Blanche Gardin stops humor and it’s very funny

Jerry Seinfeld, Louis CK, Larry David (and his navel) or Eric Judor with
Plane tree, comedians like to play with their fictional double, namely the worst of themselves but the best for the public. After having imposed herself on the stage of her shows but also of ceremonies (César, Molières), in memorable secondary roles in the cinema (20 years apart, Problemos), Blanche Gardin returns to television in a series, in the form of autofiction and documentary, broadcast from Monday evening on Canal + and available in full on MyCanal.

She had already illustrated herself in Inside Jamel Comedy Club, Working Girls or, for the most fans, White line on Comedy, but, there, that’s what she calls and title The best version of myself. You only need to know a little of his humor to grasp the irony, and to know that it will be above all the best of the worst. Because Blanche Gardin stops humor.

Contemporary narcissism

Indeed, the comedian suffers from terrible digestive disorders, and her meeting with a naturopath makes her realize that the self-mockery she shows every night on stage is rotting her from the inside. It must stop and take a new path, between positive thinking, the quest for well-being… and bad faith.

The first episodes (out of nine), sluggish, clumsy, also uneasy (we only talk about poo), are used to sort out the viewers, but the survivors will be rewarded with a (self) portrait between their character on stage And the one of Problemos, and by a journey through the various questions, obsessions, injunctions of society, what Blanche Gardin calls, in the press kit, “contemporary narcissism”.

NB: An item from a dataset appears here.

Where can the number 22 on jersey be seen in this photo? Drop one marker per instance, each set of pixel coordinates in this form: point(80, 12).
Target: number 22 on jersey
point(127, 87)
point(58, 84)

“I ask questions but I do not answer them”

“God is dead and we ourselves become our own prophets to be worshiped, our disciples to be guided to the right path, our victims to be pitied,” she also wrote. Thinking against the times does not necessarily mean devaluing it. “Anti-feminicide poster glitters, a circle of women, connection to nature, DNA test on its” origins “, staging on social networks … The series takes hold of a number of current subjects but without wishing to lecture, or to criticize such feminism or progressivism. On the contrary, she shows “a” Blanche Gardin as trapped, next to the plate. “For me, making people laugh is asking serious questions,” she wrote.
I ask questions but I do not answer them. “

The best version of myself makes you laugh, of course, as it can also make you uncomfortable, go around in circles, get lost in a bit, far from the surrealistic outings of a Plane tree or the comic mechanics of a Larry and his navel. Maybe because, as revealed Telerama, the series was largely self-funded and improvised. But that’s also what makes it unique.